A federal judge has ordered Elon Musk to face a proposed class-action lawsuit from voters who say they were misled into signing a petition in the buildup to the 2024 election by promises of a chance to win $1 million in a daily giveaway.
The lawsuit, brought in the U.S. District Court for the Western District of Texas, invokes the Class Action Fairness Act and alleges that the total value of all class members’ claims exceeds $5 million. It seeks damages and injunctive relief on behalf of petition signers who say they were wrongly induced to provide personal identifying information when signing the petition.
Newsweek contacted lawyers for Musk and America PAC for comment via email on Thursday outside regular office hours.
Why It Matters
The case centers on whether Musk’s America PAC promotion—announced in the run-up to the election to support Donald Trump’s 2024 campaign in seven battleground states—was a genuine, random lottery or whether signers suffered harm when they supplied contact details later used for political targeting.
Musk, the CEO of Tesla and SpaceX, has faced several legal challenges over America PAC and the $1 million petition giveaway. In October, the Department of Justice warned Musk that the promotion might violate federal election laws. If the lawsuit succeeds, Musk could face millions in damages, and the case could spur similar suits in other states where voters signed the petition.

Alex Brandon/AP
What To Know
The complaint names Arizona resident Jacqueline McAferty as lead plaintiff and alleges that America PAC and Musk induced voters in seven battleground states—Pennsylvania, Georgia, Nevada, Arizona, Michigan, Wisconsin and North Carolina—to sign a petition supporting free speech and Second Amendment positions by promising $1 million daily prizes chosen “randomly” until Election Day.
The suit said petition signers were required to provide names, addresses, emails and phone numbers and that the defendants benefited by driving traffic to X, Musk’s social platform, and by collecting valuable political contact data. It also alleges that the lottery was not random, giving voters no real chance to collect.

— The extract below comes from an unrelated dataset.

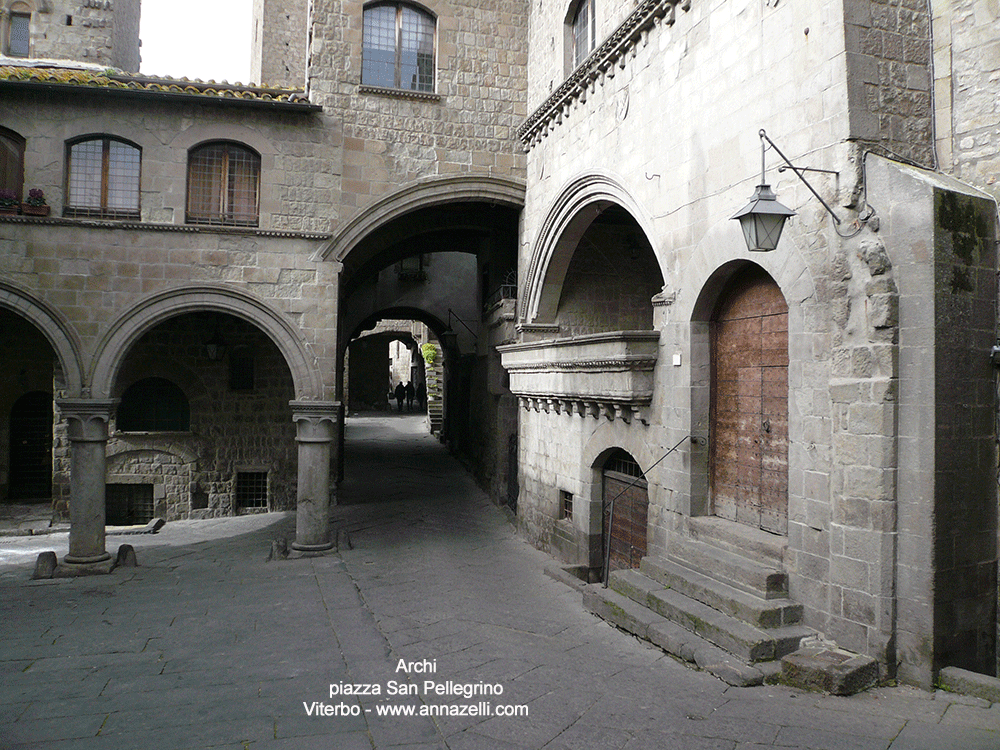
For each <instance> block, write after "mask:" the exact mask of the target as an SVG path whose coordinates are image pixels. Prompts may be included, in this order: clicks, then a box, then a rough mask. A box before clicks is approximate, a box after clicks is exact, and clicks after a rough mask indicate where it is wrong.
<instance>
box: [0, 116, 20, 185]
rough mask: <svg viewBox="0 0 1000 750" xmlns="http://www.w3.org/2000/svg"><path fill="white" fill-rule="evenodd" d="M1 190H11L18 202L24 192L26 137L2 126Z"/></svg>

In November, Musk’s lawyers told a Pennsylvania judge that winners were not chosen at random but were selected in advance—contradicting Musk’s own statements when he launched the contest.
U.S. District Judge Robert Pitman ruled that McAferty plausibly alleged that she had been misled and that an expert could testify about the commercial value of battleground voters’ contact information.
What People Are Saying
U.S. District Judge Robert Pitman told Reuters on Wednesday: “It is plausible that plaintiff justifiably relied on those statements to believe that defendants were objectively offering her the chance to enter a random lottery—even if that is not what they subjectively intended to do.”
Jarrett L. Ellzey of EKSM LLP told Newsweek: “We are pleased with the Court’s ruling and agree with Judge Pitman’s careful reasoning. This decision affirms that our client and the proposed class have viable claims and deserve the opportunity to pursue justice.”
Elon Musk said at a Trump campaign event in Pennsylvania on October 19: “We are going to be awarding $1 million randomly to people who have signed the petition, every day, from now until the election.”
Christopher Peterson, a University of Utah law professor, told NBC News on November 5, 2024: “You cannot lawfully lie to the public about conducting a random sweepstakes, lottery, or contest and then rig the results to hand-select the winners. It really is not complicated. This is just fraud; a simple, ugly fraud on the public.”
What Happens Next
The case, McAferty v. Musk et al., remains before the U.S. District Court for the Western District of Texas. Pitman has denied dismissal, allowing discovery and further proceedings to go forward.